武田甲州のペイオフ教室

緊急措置

ペイオフ解禁、マネーロンダリング規制強化の影響について

 

 ペイオフ解禁を目前に控えて、さらに、マネーロンダリング規制強化の法律改正が行われようとしています。本年4月1日のペイオフ解禁、施行日は未定ですがマネーロンダリング規制強化が私たちの実生活に今後どのような影響があるのか、検討しました。

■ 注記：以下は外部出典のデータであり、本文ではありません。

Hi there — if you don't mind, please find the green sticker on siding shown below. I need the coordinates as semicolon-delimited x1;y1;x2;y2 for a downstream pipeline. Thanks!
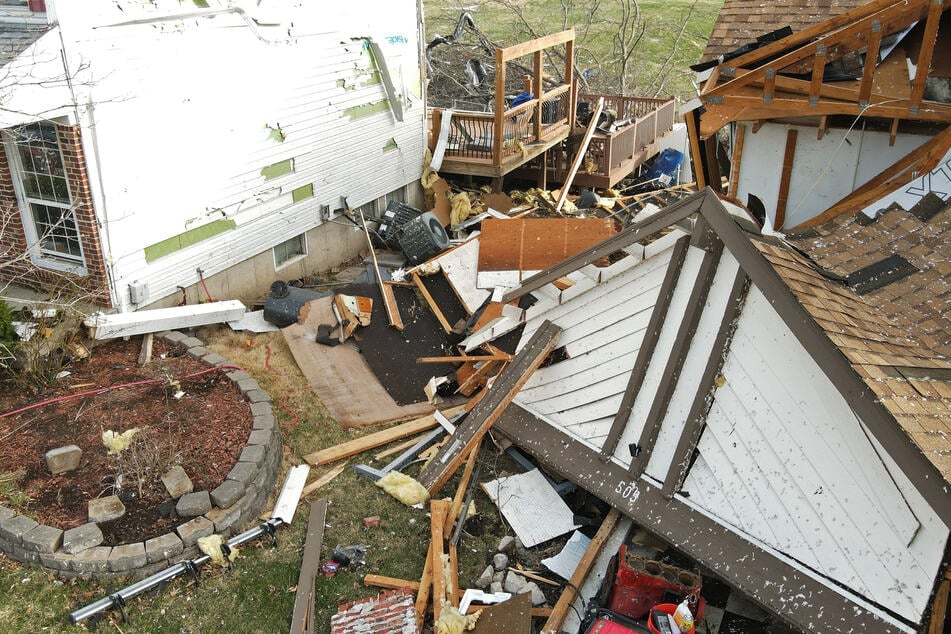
145;218;238;262
261;159;294;181
291;183;314;203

 マネーロンダリング規制とは、麻薬等の取引など、犯罪にかかわる資金の移動を把握・摘発することを目的に作られましたが、現在、本人確認書類の提示が求められるのは、金融機関の窓口での現金取引の額が3000万円以上の場合に限られています。新聞報道では、この金額を一気に200万円にまで引き下げる内容となっています。すなわち、この金額以上の現金の取引(窓口での入出金および振込み)は、本人確認書類の提示が義務付けられるようになるわけです。

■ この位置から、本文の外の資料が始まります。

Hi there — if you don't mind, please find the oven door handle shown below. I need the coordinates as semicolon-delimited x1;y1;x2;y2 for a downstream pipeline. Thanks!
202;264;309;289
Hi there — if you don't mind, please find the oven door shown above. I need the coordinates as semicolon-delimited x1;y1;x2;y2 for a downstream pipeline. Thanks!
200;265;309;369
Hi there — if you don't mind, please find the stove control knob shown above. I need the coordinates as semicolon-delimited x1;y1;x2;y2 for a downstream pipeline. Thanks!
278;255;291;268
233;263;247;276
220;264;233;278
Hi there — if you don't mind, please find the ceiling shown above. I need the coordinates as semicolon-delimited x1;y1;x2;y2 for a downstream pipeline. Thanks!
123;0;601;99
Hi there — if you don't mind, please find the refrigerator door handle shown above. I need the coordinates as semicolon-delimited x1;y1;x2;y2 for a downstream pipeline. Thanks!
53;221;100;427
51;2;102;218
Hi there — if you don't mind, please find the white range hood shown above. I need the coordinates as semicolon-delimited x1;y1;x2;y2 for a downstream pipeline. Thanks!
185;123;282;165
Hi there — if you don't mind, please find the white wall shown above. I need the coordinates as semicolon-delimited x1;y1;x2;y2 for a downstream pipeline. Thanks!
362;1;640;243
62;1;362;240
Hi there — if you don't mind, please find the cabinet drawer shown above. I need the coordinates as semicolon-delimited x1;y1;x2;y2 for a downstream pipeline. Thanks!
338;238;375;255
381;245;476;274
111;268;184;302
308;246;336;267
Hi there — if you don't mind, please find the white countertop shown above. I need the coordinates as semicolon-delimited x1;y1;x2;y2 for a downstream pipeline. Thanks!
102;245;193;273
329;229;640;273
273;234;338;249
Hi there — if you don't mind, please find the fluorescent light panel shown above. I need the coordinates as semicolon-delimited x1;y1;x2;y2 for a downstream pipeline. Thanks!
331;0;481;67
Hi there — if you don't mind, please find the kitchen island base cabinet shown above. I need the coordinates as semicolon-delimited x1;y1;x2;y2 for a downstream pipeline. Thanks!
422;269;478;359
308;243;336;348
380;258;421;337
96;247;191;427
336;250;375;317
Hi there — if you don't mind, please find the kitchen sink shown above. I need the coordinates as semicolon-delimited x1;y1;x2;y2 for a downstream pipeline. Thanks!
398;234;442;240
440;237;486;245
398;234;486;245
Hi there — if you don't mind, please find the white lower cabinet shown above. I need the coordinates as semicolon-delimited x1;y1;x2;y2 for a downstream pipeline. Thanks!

 またペイオフ解禁を控えてクローズアップされるのが、預金保険法の趣旨として掲げられている、「仮名・借名の預金まで保護する必要はない」ということです。

たとえば、

●亡くなられた方の口座、

●住所・氏名が変更になっても変更手続きがなされていない口座

●姓名判断などに基づいて名乗っている、本名(戸籍や住民票記載の表記)とは異なる名前(いわゆる通称名)の口座、

なども、厳密な意味では仮名・借名とされます。

 預金保険法の立法の趣旨、マネーロンダリング規制強化により、万一の金融機関破綻のとき、たとえ金額が1000万円以内であっても、預金がまったく返還されない可能性もあります。

したがいまして、相当すると疑われるような口座につきましては、早急に対処されることをお勧めいたします。